Entre os públicos prioritários estão crianças pequenas, idosos, gestantes, puérperas, pessoas com doenças crônicas, indígenas, quilombolas e profissionais de áreas essenciais. A meta da Secretaria de Saúde é imunizar mais de 1,1 milhão de moradores do DF e alcançar 90% de cobertura vacinal.
De acordo com a gerente da Rede de Frio Central da SES-DF, Tereza Luiza Pereira, todas as doses recebidas pelo Distrito Federal estão sendo distribuídas para as unidades públicas de saúde e utilizadas conforme o planejamento da campanha. A estratégia busca ampliar a proteção da população durante o período de maior circulação de vírus respiratórios.

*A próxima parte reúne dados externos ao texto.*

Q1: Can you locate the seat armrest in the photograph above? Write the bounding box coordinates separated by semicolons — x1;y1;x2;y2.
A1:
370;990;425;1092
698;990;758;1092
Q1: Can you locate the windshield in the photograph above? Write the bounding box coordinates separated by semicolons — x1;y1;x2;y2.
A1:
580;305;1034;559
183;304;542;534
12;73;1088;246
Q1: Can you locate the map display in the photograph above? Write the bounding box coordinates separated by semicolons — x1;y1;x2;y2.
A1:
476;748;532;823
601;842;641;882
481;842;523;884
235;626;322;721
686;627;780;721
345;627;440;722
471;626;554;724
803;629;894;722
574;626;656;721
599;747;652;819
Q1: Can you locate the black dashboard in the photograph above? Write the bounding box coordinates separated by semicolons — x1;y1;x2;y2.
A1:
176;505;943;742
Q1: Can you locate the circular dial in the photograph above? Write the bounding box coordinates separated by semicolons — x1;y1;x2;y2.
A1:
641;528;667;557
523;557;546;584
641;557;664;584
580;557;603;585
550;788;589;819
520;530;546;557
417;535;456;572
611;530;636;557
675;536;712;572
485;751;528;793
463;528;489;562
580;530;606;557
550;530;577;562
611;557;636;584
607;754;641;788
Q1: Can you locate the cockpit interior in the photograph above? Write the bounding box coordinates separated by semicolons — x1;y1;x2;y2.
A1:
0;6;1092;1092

A vacina aplicada neste ano foi atualizada para garantir proteção contra três variantes do vírus influenza: H1N1, H3N2 e Influenza B. Segundo especialistas, a imunização é uma das principais formas de reduzir internações, evitar agravamentos da doença e diminuir a pressão sobre o sistema de saúde.
Além da vacinação contra a gripe, a rede pública do DF também mantém ações voltadas à prevenção de outras doenças respiratórias. Entre elas está o combate ao Vírus Sincicial Respiratório (VSR), principal responsável por casos de bronquiolite em bebês.
Gestantes a partir da 28ª semana podem receber uma vacina específica para ajudar na proteção dos recém-nascidos. Já bebês prematuros e crianças pequenas com comorbidades têm acesso ao nirsevimabe, anticorpo indicado para prevenir complicações causadas pelo VSR.
A Secretaria de Saúde do Distrito Federal também segue oferecendo vacinação contra a COVID-19 para os grupos prioritários definidos pelo Ministério da Saúde, incluindo idosos e crianças menores de cinco anos.
A orientação das autoridades de saúde é que a população mantenha a caderneta de vacinação atualizada. A medida é considerada fundamental para ampliar a proteção coletiva e reduzir os riscos de doenças respiratórias, especialmente durante os meses de maior circulação viral.